Quote:All quite nice and sorted, Rover, but the disadvantage of your system is the inflexibility and also the redundance of the fullsize or low-res copies, therefore a lot of diskspace is needed. That might work with 8-16 MP, but 45 MP 16bit TIFs are eating a harddrive for breakfast.Inflexible how? I'm not bitching, I'm genuinely interested in how to make the system better. I know that there's only so much description one can cram into a folder name - after all, the full path needs to be at most 255 characters long - but once I tried making file_id.diz text files for every folder/shoot and it did not work for very long - I just got bored quickly. Right now I can find the required photos - and I'm at times amazed that photos which seemed utterly irrelevant and unnecessary may end up being used years upon years later - with reasonable accuracy. That doesn't mean I don't want to improve the whole thing.

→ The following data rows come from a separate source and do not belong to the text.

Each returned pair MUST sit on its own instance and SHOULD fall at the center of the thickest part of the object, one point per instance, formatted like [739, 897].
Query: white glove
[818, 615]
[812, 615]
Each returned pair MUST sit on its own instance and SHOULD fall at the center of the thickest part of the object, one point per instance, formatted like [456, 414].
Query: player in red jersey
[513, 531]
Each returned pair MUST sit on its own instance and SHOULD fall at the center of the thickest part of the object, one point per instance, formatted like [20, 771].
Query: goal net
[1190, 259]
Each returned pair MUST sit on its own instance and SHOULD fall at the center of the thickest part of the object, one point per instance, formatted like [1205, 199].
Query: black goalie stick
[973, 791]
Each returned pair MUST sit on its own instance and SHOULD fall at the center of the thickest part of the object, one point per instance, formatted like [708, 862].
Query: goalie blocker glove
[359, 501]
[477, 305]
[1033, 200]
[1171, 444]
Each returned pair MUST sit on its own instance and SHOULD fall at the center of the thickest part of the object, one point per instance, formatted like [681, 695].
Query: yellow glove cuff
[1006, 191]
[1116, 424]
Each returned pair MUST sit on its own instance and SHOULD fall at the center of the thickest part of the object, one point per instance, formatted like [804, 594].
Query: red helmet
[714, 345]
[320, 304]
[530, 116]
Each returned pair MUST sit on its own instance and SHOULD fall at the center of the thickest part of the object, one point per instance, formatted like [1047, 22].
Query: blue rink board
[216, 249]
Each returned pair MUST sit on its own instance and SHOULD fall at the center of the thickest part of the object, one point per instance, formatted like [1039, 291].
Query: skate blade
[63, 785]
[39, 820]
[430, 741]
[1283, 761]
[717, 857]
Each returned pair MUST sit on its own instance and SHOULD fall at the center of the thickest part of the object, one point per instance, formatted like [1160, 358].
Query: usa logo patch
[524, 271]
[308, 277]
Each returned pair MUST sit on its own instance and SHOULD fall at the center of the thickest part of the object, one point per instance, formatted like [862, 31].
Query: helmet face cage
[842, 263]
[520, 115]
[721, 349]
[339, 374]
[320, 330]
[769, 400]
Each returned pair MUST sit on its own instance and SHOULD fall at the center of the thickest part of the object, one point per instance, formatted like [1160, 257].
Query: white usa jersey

To me, there's only one, "sacred" original RAW - all other interpretations, crops, b/w versions are basically just duplictaed and variied settings. I'm used to cross-referencing and I'm also used to keep a good DAM in order. Downside: If the DAM is so poorly programmed like the one of Capture One, your way appears to be the better one
Since I'm not shooting in RAW, I only have to store the source JPEGs and the edited versions. The latter are usually not a size issue because for where I'm working now 2000*1333 is usually fine (and each file is therefore sub-1MB). Even for the newspaper work, unless I was aiming to use the shots for an exhibition later - a very rare occurence - I was slightly compressing the end results after levels / cropping / tilt adjustments / dust removal. So those are not the chief offenders.
Regarding backups, I'm running two external HDDs - one for everything just as it is appearing, another only for the well-sorted / culled / described data. The contents of the latter are mirrored (mostly) in the cloud, although there I'm already close to running out of space.